It's nice of you to give me so detailed explanation!
I think I would like to use gnome for long time ^_^
Thank you very much
On Fri, 2006-01-20 at 15:29 +0100, Holly Bostick wrote:
Neil Bothwick schreef:
> On Fri, 20 Jan 2006 17:10:13 +0800, Linux Java wrote:
> 
>> I wanna to know KDE and Gnome which is more popular.
> 
> Why? Use whatever suits you.
> 

I hope that you all appreciate my extreme restraint in not posting to
this thread until now, given how very much I dislike KDE.
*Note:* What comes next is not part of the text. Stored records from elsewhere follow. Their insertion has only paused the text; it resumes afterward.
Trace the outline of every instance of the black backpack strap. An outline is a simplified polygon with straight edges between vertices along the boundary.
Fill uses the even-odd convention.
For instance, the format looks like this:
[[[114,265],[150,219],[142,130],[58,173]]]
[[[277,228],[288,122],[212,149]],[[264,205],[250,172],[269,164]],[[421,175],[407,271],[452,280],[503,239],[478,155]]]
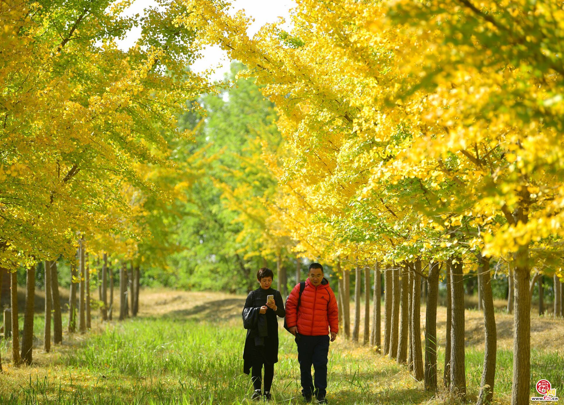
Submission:
[[[303,290],[306,289],[306,282],[300,281],[299,282],[299,295],[298,295],[298,304],[296,305],[296,313],[298,313],[298,310],[299,309],[299,305],[302,303],[302,293]]]

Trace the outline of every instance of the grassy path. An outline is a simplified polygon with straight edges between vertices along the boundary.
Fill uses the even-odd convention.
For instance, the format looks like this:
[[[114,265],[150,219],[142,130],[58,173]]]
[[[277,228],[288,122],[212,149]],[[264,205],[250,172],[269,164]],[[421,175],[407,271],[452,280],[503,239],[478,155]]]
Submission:
[[[0,378],[0,403],[247,403],[252,389],[241,359],[245,331],[240,314],[244,297],[152,290],[144,291],[142,299],[145,305],[138,318],[104,325],[94,321],[91,334],[64,336],[65,343],[53,353],[36,349],[30,367],[11,367],[7,344],[0,344],[5,370]],[[483,356],[472,312],[467,311],[470,399],[477,394]],[[505,321],[499,318],[498,322]],[[558,326],[546,328],[544,341],[549,341]],[[38,316],[36,336],[41,336],[42,327]],[[280,328],[272,392],[276,403],[301,403],[296,345]],[[498,354],[498,403],[508,402],[510,389],[512,353],[504,348],[503,339]],[[41,346],[40,341],[36,344]],[[564,386],[562,348],[558,352],[547,346],[533,352],[533,378],[552,379],[553,386]],[[442,376],[440,350],[439,357]],[[328,379],[332,404],[452,402],[441,393],[432,398],[404,367],[342,338],[330,349]]]

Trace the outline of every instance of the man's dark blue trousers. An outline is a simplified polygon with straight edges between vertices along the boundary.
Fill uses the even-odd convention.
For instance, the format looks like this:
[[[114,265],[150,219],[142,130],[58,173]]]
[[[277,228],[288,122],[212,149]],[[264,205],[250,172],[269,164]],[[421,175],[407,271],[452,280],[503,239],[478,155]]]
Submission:
[[[298,345],[298,362],[301,374],[302,395],[311,395],[317,398],[325,398],[327,388],[327,356],[329,354],[329,336],[300,335],[296,339]],[[311,366],[315,370],[311,379]]]

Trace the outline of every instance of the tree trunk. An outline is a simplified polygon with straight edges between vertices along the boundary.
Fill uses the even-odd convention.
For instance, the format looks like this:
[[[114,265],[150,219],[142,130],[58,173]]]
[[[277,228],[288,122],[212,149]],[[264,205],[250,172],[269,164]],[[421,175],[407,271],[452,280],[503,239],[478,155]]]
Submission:
[[[286,268],[282,266],[282,256],[280,252],[278,253],[276,257],[276,270],[278,272],[278,291],[280,292],[282,296],[288,295],[288,288],[287,287]]]
[[[51,262],[45,260],[45,322],[43,330],[43,349],[47,353],[51,350]]]
[[[370,269],[364,268],[364,344],[370,339]]]
[[[486,339],[484,368],[482,371],[482,381],[480,383],[478,405],[487,405],[491,403],[493,396],[497,336],[490,275],[490,258],[482,257],[481,254],[478,254],[478,260],[479,263],[478,280],[480,282],[478,287],[478,291],[482,291],[481,296],[484,309],[484,330]]]
[[[84,266],[85,251],[84,251],[84,236],[81,238],[78,248],[78,277],[80,277],[80,294],[78,301],[78,330],[81,333],[86,331],[86,320],[85,318],[85,273],[86,268]]]
[[[104,253],[102,263],[102,321],[108,320],[108,254]]]
[[[421,262],[417,259],[413,263],[413,296],[412,299],[411,337],[413,341],[413,376],[417,381],[423,379],[423,354],[421,352]]]
[[[343,309],[345,308],[345,300],[343,299],[343,296],[345,295],[345,288],[343,287],[343,283],[344,282],[344,280],[343,280],[343,277],[344,276],[341,273],[341,275],[339,276],[338,280],[337,281],[337,287],[339,292],[339,298],[337,304],[339,307],[340,327],[343,327],[343,314],[345,313],[345,310]]]
[[[413,315],[413,271],[411,268],[411,264],[408,264],[407,267],[407,283],[409,285],[408,287],[408,293],[407,294],[407,336],[408,341],[407,344],[407,367],[410,371],[413,371],[413,339],[412,336],[413,333],[413,324],[411,322],[411,318]]]
[[[508,265],[508,267],[507,282],[509,286],[507,294],[507,312],[513,313],[513,307],[515,305],[515,278],[511,264]]]
[[[127,302],[125,295],[127,283],[127,274],[126,274],[125,264],[122,264],[120,267],[120,321],[123,321],[126,316],[125,304]]]
[[[63,319],[61,316],[61,297],[59,295],[57,262],[51,262],[51,306],[53,309],[53,343],[63,343]]]
[[[113,269],[111,266],[108,267],[108,271],[109,272],[109,302],[108,307],[108,319],[112,320],[112,315],[113,313]]]
[[[398,357],[398,339],[399,327],[399,268],[392,273],[391,330],[390,332],[390,358]]]
[[[302,258],[296,258],[296,284],[299,284],[302,281]]]
[[[539,280],[537,282],[539,284],[539,315],[542,315],[544,313],[544,288],[543,286],[543,279],[544,278],[542,274],[539,277]]]
[[[392,294],[394,291],[392,269],[384,271],[384,354],[390,353],[391,341]]]
[[[437,303],[439,296],[439,263],[429,263],[425,330],[425,389],[437,390]]]
[[[352,341],[358,342],[360,331],[360,269],[354,269],[354,327]]]
[[[86,259],[86,272],[85,273],[84,287],[86,289],[86,328],[92,327],[90,317],[90,265],[88,262],[88,255]]]
[[[12,363],[19,366],[21,363],[20,357],[20,326],[17,320],[17,275],[15,272],[10,274],[11,298],[12,305]]]
[[[447,262],[447,274],[445,282],[447,287],[447,334],[444,338],[444,374],[443,376],[443,382],[444,388],[450,390],[451,388],[451,339],[452,338],[452,299],[451,285],[451,267],[450,260]]]
[[[373,315],[372,316],[372,330],[370,335],[370,343],[373,346],[375,346],[378,350],[381,349],[380,346],[381,335],[382,334],[381,324],[380,320],[380,297],[381,296],[380,271],[378,268],[378,264],[376,263],[376,268],[374,272],[374,293],[373,295],[374,305]]]
[[[398,339],[396,361],[398,364],[405,364],[406,362],[407,361],[407,343],[408,340],[407,334],[409,331],[409,309],[408,307],[409,305],[409,281],[407,269],[405,267],[402,267],[401,272],[400,282],[402,287],[400,289],[399,300],[402,306],[400,310],[399,338]]]
[[[560,285],[560,279],[558,278],[558,276],[554,274],[553,277],[554,281],[554,317],[562,316],[562,313],[560,312],[560,289],[561,286]]]
[[[351,272],[348,270],[345,270],[343,272],[343,275],[345,277],[345,280],[343,280],[343,287],[345,289],[345,294],[343,296],[343,299],[345,301],[345,307],[343,309],[345,310],[344,316],[343,317],[345,320],[345,334],[347,337],[347,339],[350,339],[351,337],[351,308],[350,308],[350,275]]]
[[[24,313],[24,333],[21,338],[21,359],[28,366],[32,363],[33,359],[35,272],[35,266],[28,269],[25,279],[25,312]]]
[[[135,266],[135,299],[133,300],[133,316],[137,316],[137,313],[139,310],[139,277],[141,276],[141,272],[139,270],[139,265]]]
[[[480,288],[480,283],[482,282],[482,280],[480,280],[480,272],[478,272],[478,310],[482,310],[482,289]]]
[[[462,263],[451,263],[451,294],[452,323],[451,331],[451,392],[462,397],[466,395],[466,372],[464,358],[464,288],[462,285]]]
But for the record, just so that all you KDE-heads don't skew the
results com*plete*ly:

I always (from my first attempts at Linux some 3 years ago) preferred
GNOME to KDE. Never liked Nautilus, though (it's tied for second on my
list of "most hated file managers"), and since I've never been fond of
desktop icons and all that cr... junk... I still found it too heavy. So I
switched to Openbox 3 (with a GTK "backend"), and now I use fvwm-crystal
(with a GTK "backend"). Gnome-light is (always) installed, but I don't
use it as a desktop.

I have only two KDE-specific applications that I would not do without
(both compiled -kde and -arts to the greatest extent possible): Krusader
(though this needs Konq and some other KDE utils for best usage, as it
recognizes KDE apps much much better than GTK apps for viewing files and
the like), and K3b. These apps require kdebase, so I've got that, but
the day you see me logging into KDE, you can rest assured that either:

1) my system is so seriously broke that it's the only DE/WM I can get
into (which is pretty unlikely. I mean, I've got iceWM and *afterstep*
on the system, for Pete's sake; the day that doesn't work but KDE does
will be... "The" day);

or

2) I have been replaced by an alien clone (shoot first, ask questions
later).

I prefer to use GTK-based applications wherever possible because I find
them more attractive in general, and I'm more used to them (as a GNOME
user originally), unless they're junk, like Totem, in which case I use
"non-affiliated" programs like Xine or mPlayer. Yes, I know Totem can be
configured to use a Xine backend. Imo, there's no point; if that's the
only way Totem works, I might as well just use Xine. Plus I want to see
when gStreamer gets its act together. However I have no objection to
QT-based apps (as opposed to KDE apps) when necessary. It does need to
be "necessary", though (meaning, if I need it, I'll install qdvdauthor,
because there's no GTK alternative that I know of, but I can just as
well use the CLI original, unless the GUI version has some additional
feature or makes it easier to understand than the CLI version's man page).

So anyway, Neil is of course right: use what you want; it's *your*
desktop (finally!). I don't need a whole lot of GUI features (in fact I
dislike a whole lot of GUI features), so KDE is not for me, the one who
never liked Windows(-like) desktops, even when I was using Windows; I
used an alternative shell from my Win98 days on. But for those who feel
more comfortable with a more Windows-like environment, and Windows-like
assumptions about what a user wants/needs from their desktop, KDE may be
just the thing; that is, after all, what it's designed to do to a great
extent.

You can have it, though. I'll be elsewhere.